# two bows, should they have similar cams???



## buckshot087 (Mar 18, 2010)

I have an alpha elite with fuel cams at 54 lbs. Not much valley and pretty jumpy. I want to get a new bow for indoors. I was looking at a vantage elite plus with gtx cams. However, I shot a friends the other day and the gtx cams feel completely different than the fuels. They are really smooth on the draw and have a ton of valley. I was wondering if this would hurt me when I switch back and forth between the two.. being that they are so different. Should I just get another bow with fuel cams? I plan on shooting a lower weight, 45-50 lbs on the new bow... so would spirals feel more like a fuel cam than the gtx, especially since the poundage is lower?


----------



## Destroyer (Sep 11, 2009)

Did you like the GTX's?



buckshot087 said:


> I was wondering if this would hurt me when I switch back and forth between the two


What do you use the AE for?


----------



## buckshot087 (Mar 18, 2010)

I use the AE for 3D. But I just started shooting indoor spots and I'm tired of changing my bow setup every week from indoors to outdoors. So I want a new bow just for indoors. I thought about getting another AE with 50# limbs but would really like a vantage elite plus. I liked the gtx cams but didn't shoot them but a few times. I like shooting a more relaxed cam but at the same time I'm not sure it will help my shot if I go to a weaker cam. I was hoping that spirals on 45 lbs would maybe feel close to fuel cams on 55 lbs. or maybe the gtx cam on 65% let off would be close to a fuel cam. (my friends bow had the 75% mods so I've actually never shot a 65% cam before)


----------



## Destroyer (Sep 11, 2009)

buckshot087 said:


> I like shooting a more relaxed cam but at the same time I'm not sure it will help my shot if I go to a weaker cam.

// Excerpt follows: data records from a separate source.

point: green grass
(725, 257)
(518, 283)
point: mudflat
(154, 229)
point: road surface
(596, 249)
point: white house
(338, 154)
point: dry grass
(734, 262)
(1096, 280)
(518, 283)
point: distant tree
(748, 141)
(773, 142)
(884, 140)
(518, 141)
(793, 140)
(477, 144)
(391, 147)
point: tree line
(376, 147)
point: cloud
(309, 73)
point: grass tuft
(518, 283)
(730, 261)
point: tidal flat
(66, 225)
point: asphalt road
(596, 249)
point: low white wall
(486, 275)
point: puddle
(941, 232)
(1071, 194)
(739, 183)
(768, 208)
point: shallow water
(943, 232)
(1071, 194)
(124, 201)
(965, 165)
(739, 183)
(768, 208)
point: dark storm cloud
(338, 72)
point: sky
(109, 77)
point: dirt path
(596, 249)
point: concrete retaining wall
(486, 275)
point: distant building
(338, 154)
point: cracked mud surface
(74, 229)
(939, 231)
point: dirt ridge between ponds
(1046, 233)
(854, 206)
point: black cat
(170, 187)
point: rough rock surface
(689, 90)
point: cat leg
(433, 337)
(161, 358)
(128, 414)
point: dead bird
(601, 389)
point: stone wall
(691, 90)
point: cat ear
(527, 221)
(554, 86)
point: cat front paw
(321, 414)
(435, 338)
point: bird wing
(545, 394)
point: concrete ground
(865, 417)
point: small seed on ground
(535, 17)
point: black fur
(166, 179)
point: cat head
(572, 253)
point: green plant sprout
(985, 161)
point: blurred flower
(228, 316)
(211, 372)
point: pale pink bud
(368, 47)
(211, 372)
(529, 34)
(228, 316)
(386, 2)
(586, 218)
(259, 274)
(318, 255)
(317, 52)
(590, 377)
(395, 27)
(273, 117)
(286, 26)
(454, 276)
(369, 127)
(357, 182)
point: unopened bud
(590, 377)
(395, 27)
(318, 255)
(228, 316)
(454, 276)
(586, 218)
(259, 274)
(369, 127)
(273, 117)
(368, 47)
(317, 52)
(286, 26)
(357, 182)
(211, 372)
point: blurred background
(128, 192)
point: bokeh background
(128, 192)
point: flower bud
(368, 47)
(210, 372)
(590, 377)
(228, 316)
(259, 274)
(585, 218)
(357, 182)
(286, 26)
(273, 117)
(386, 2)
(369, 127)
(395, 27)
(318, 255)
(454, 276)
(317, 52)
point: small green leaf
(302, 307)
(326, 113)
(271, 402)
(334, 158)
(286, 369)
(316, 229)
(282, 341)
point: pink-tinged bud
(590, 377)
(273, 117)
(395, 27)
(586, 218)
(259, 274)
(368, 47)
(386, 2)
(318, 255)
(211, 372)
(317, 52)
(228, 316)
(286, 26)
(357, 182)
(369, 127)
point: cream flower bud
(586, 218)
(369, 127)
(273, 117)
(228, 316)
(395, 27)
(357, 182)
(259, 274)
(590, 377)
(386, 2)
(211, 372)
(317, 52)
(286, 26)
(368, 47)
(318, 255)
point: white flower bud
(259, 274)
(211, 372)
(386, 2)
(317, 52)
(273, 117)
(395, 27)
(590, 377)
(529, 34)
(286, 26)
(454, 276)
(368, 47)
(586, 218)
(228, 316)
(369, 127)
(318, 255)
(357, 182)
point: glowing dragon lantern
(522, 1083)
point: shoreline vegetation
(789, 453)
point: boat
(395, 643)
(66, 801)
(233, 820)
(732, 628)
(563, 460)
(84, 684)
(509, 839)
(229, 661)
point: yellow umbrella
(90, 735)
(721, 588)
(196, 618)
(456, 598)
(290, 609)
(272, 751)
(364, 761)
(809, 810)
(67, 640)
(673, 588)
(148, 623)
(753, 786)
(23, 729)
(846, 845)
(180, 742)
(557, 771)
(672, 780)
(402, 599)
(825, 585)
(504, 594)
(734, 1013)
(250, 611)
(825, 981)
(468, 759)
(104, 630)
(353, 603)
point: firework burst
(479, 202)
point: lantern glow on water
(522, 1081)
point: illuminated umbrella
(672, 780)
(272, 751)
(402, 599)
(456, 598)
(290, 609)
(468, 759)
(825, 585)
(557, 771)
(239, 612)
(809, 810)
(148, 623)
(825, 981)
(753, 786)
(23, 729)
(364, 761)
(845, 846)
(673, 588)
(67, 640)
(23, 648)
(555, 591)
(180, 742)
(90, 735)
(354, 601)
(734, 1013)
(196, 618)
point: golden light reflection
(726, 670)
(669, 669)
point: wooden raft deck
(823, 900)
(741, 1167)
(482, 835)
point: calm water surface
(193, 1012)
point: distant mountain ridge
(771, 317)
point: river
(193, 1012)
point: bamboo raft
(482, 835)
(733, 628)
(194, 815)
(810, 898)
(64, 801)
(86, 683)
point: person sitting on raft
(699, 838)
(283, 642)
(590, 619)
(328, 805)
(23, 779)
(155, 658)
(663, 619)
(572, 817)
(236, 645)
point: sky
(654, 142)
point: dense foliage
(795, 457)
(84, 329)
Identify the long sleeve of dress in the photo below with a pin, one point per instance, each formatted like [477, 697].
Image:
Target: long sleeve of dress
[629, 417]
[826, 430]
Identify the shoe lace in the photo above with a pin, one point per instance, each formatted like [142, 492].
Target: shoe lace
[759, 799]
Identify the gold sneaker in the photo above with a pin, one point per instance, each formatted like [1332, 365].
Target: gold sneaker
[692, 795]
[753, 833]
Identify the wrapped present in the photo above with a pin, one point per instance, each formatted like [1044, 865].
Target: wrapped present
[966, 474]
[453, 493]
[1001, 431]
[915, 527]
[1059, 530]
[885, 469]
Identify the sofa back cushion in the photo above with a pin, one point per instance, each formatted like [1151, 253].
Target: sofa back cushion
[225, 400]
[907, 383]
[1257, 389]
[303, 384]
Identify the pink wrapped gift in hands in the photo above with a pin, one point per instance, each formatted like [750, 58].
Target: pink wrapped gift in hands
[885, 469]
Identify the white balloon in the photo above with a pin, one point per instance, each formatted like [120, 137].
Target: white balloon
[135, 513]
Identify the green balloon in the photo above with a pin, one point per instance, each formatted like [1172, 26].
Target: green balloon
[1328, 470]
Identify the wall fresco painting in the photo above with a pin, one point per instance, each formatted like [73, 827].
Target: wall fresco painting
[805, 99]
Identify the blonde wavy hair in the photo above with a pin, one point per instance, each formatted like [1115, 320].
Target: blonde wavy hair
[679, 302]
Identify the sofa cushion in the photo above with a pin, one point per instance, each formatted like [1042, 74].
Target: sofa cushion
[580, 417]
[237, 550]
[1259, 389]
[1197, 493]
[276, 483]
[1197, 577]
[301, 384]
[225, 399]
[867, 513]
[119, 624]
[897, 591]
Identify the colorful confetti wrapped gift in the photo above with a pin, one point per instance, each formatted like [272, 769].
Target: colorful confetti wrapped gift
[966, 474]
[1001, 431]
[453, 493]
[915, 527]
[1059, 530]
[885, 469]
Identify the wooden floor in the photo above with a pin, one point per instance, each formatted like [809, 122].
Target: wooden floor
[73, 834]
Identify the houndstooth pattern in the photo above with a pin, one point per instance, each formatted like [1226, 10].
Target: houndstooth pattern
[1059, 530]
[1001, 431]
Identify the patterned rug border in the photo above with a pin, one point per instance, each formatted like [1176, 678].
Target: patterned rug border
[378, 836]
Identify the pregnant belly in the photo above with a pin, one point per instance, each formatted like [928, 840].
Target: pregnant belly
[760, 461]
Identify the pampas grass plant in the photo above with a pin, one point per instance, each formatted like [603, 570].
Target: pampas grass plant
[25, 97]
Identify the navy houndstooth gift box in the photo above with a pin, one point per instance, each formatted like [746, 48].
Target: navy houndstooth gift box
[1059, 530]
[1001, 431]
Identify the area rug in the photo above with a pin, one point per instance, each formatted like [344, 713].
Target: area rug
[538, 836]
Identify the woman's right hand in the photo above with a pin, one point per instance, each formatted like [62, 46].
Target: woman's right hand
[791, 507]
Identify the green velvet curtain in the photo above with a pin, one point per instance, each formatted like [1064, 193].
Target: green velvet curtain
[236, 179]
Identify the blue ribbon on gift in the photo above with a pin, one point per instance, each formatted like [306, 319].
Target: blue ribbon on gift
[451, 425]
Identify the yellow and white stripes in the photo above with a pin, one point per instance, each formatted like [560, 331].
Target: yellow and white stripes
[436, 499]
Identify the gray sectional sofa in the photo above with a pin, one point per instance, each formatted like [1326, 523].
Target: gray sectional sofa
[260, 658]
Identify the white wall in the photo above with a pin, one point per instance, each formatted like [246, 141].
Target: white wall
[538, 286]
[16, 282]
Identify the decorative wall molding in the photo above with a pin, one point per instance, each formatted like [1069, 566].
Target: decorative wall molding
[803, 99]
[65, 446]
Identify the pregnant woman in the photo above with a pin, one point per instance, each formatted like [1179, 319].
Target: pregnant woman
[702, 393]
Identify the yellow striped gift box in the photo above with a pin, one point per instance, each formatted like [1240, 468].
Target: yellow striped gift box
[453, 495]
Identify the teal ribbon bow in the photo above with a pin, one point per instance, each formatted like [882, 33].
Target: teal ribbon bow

Usually when we like something its because we are shooting better with it. Worried about speed, draw length, anchor issues?



buckshot087 said:


> maybe the gtx cam on 65% let off would be close to a fuel cam.


The best thing about the GTX is the ability to change let-toff easily, draw length too. So if you want to try 65% the GTX would be a good choice.

Really you won't know how swapping between the bows will go until you shoot them both for a while anyway. I always choose what type of bow is best for the type of shooting I will be doing. Matching to one bow can be a real problem since you will never get to try something new that might end up suiting you better. Anyway, the fuel cam won't be around for ever.


----------